Decisão do STF pode permitir questionamento de medidas provisórias


O Supremo Tribunal Federal (STF) decidiu nesta quarta-feira (7) declarar a inconstitucionalidade da Lei 11.516/2007, que criou o Instituto Chico Mendes, por considerar que não foram respeitadas as regras para tramitação da medida provisória que lhe deu origem (MP 366/2007). A maioria dos ministros considerou que a análise da matéria desrespeitou a Constituição porque a MP não foi submetida a uma comissão mista do Congresso.
relator da ação direta de inconstitucionalidade proposta pela Associação Nacional dos Servidores do Ibama, ministro Luiz Fux, também considerou que a medida provisória não atendeu ao requisito de urgência imposto pela Constituição. No entanto, a maioria dos ministros discordou em relação a esse ponto, com o argumento de que a avaliação da urgência cabe ao Poder Executivo.
As medidas provisórias têm sido duramente criticadas por senadores da oposição. Na última terça-feira (6), na votação da MP 545/2011, senadores do PSDB e do DEM subiram à tribuna para apontar a inconstitucionalidade da proposta. Segundo eles, a MP não atendia os requisitos de relevância e urgência, além de abranger temas diversos, como incentivo à construção de cinemas, benefícios tributários para o setor cafeeiro, marinha mercante e uso do FGTS.

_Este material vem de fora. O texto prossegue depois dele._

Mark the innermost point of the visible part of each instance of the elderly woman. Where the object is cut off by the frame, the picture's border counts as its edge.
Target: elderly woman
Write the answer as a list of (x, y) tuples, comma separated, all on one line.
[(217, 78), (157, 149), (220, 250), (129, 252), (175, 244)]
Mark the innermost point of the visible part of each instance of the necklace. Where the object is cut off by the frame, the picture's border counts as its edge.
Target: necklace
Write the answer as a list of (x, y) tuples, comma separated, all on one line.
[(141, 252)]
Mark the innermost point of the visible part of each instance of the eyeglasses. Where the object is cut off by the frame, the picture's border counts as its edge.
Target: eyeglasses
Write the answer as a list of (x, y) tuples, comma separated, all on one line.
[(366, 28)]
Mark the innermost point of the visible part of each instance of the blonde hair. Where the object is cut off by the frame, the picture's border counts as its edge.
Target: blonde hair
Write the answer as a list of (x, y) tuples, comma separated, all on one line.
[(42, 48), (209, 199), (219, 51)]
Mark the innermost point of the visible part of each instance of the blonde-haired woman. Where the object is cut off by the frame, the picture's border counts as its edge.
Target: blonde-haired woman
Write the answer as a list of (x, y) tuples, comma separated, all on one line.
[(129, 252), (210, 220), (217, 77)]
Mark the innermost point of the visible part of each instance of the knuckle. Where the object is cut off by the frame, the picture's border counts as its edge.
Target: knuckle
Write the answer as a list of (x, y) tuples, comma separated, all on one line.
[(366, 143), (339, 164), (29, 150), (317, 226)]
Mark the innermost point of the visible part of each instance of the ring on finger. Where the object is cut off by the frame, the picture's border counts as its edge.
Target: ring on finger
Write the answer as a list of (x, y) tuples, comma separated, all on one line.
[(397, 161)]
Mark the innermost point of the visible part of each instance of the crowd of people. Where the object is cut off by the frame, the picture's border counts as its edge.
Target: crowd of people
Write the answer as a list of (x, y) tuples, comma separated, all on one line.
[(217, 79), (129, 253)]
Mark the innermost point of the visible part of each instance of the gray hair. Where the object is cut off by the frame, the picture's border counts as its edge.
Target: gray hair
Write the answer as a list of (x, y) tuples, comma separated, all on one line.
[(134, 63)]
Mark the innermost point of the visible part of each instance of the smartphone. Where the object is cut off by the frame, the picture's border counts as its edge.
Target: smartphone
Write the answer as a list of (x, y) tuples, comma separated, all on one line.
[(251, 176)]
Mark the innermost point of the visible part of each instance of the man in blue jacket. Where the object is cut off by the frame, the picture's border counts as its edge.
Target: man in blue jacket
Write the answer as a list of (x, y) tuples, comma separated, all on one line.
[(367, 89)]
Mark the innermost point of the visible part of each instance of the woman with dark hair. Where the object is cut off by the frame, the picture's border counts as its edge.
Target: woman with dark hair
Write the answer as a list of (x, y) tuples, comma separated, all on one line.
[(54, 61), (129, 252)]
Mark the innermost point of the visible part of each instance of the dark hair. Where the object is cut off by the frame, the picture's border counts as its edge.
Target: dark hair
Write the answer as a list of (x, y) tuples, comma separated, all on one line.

Os senadores, inclusive os da base do governo, também reclamam de não haver tempo suficiente para a discussão das medidas provisórias no Senado, já que a maior parte do prazo de 120 dias para exame é gasta na Câmara. Em 2011, o Senado analisou 37 MPs, quase sempre pressionado porque as propostas estavam perto de perder a eficácia.
Inconstitucionalidade
A Lei 11.516/2007 criou o Instituto Chico Mendes de Conservação da Biodiversidade (ICMBio) para assumir parte das atribuições do Instituto Brasileiro do Meio Ambiente e dos Recursos Naturais Renováveis (Ibama). A decisão do STF não invalida a criação do ICMBio, nem os atos realizados pela autarquia até aqui, mas obriga o Poder Executivo a corrigir os erros no prazo de dois anos, possivelmente com a edição de nova medida provisória ou projeto de lei.
Em seu voto, o ministro Luiz Fux afirma que a análise das MPs pela comissão mista do Congresso, conforme determina o art. 62, § 9º da Constituição, “assegura uma reflexão mais detida” da proposta. Ele considera que a permissão para o próprio relator emitir o parecer, instituída por resolução da Câmara, é inconstitucional.
Fux também observa que a criação do ICMBio por MP não atendeu ao requisito de urgência previsto no mesmo art. 62. O ministro destaca que as funções que passaram a ser da competência do ICMBio já eram exercidas pelo Ibama, o que descartaria o alegado risco de danos irreversíveis caso houvesse demora na aprovação.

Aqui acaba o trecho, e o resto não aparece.